If they are not machines, then what are organisms? A metaphor far more to my liking is this. Imagine a child playing in a woodland stream, poking a stick into an eddy in the flowing current, thereby disrupting it. But the eddy quickly reforms. The child disperses it again. Again it reforms, and the fascinating game goes on. There you have it! Organisms are resilient patterns in a turbulent flow—patterns in an energy flow. A simple flow metaphor, of course, fails to capture much of what the organism is. None of our representations of organism capture it in its entirety. But the flow metaphor does begin to show us the organism's (and biology's) essence. And it is becoming increasingly clear that to understand living systems in any deep sense, we must come to see them not materialistically, as machines, but as (stable) complex, dynamic organization. |
And I think he is attempting to create a broader blur between the organism, the population and the biosphere in general.
| Quote | Enter the "era of the genetic code," when theoreticians and experimentalists alike were racing to see who would be first to "crack the code of life" (16, 22, 24, 30, 43). As we all know, once cracked, that code did not lead to a fundamental explanation of gene expression (translation). The code seemed to be merely an arbitrary correspondence table between the amino acids and corresponding trinucleotides. There seemed to be no simple physical-chemical interactions underlying the mechanism of gene expression (or that suggested the mode of its evolution). Could it be just another one of evolution's many "historical accidents"? Could there be nothing fundamental about it? That's how the molecularists saw it: outside of its structure, the only fundamental aspect of "the gene" was its mode of replication. Needless to say, classically trained biologists did not see it this way: in that translation (the heart of gene expression) was not yet understood, "the problem of the gene" could not possibly be completely (not to mention fundamentally) solved. No other single issue has exposed the difference between the molecular and classical perspectives more clearly than this one. Should the problem of translation be treated as just another (idiosyncratic) molecular mechanism (as it now is), or is that problem central, and thus fundamental, to the nature of the cell. As we shall see, biology today continues to live with this unresolved problem.

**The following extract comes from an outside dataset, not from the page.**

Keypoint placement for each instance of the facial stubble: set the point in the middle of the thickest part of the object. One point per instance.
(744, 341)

The genetic code became for me the looking glass through which I entered the world of real biology. Like many molecularists of the day, I was taken by the code, and at first I emulated their cryptographic approach to the problem (55). But that approach didn't have a biological "feel" to it. Wasn't it wrong to consider the codon assignments in cryptographic isolation? Weren't they just a superficial but important manifestation of something deeper and more interesting, i.e., how translation evolved? Here was the real problem of the gene, how the genotype-phenotype relationship had come to be. Translation, far from being just another relatively uninteresting study in biological idiosyncrasy, actually represented one of a new class of deep evolutionary questions, all of which had to be formulated and addressed on the molecular level.
Universal evolutionary problems of this kind can be approached only in the context of a universal phylogenetic framework, and in the mid-1960s, when I set out to study the evolution of translation, no such framework existed. Animal and plant phylogenies were reasonably fleshed out, but the huge and overwhelming bacterial world was effectively virgin phylogenetic territory. A massive job lay ahead merely to establish a framework within which to begin operating. |
And here is where I need to defer to someone elses expertise:
| Quote | A heavy price was paid for molecular biology's obsession with metaphysical reductionism. It stripped the organism from its environment; separated it from its history, from the evolutionary flow; and shredded it into parts to the extent that a sense of the whole—the whole cell, the whole multicellular organism, the biosphere—was effectively gone. Darwin saw biology as a "tangled bank" (12), with all its aspects interconnected. Our task now is to resynthesize biology; put the organism back into its environment; connect it again to its evolutionary past; and let us feel that complex flow that is organism, evolution, and environment united. The time has come for biology to enter the nonlinear world.
From a theoretical point of view, one thing can be said about evolution with fair assurance: it is a complex, dynamic process. But it is only now, in the context of computer algorithms, fractals, and chaos mathematics, that we are beginning to get a useful feeling for what that means (33, 51), and it means that evolution is a bumpy road to who knows where. "Bumpy" implies that evolution, as a complex dynamic process, will encounter critical points in its course, junctures that result in phase transitions (drastic changes in the character of the system as a whole) (19, 26, 33, 51). "Who knows where" implies that the outcomes of these transitions, saltations, are not predictable a priori. Biologists now need to reformulate their view of evolution to study it in complex dynamic-systems terms.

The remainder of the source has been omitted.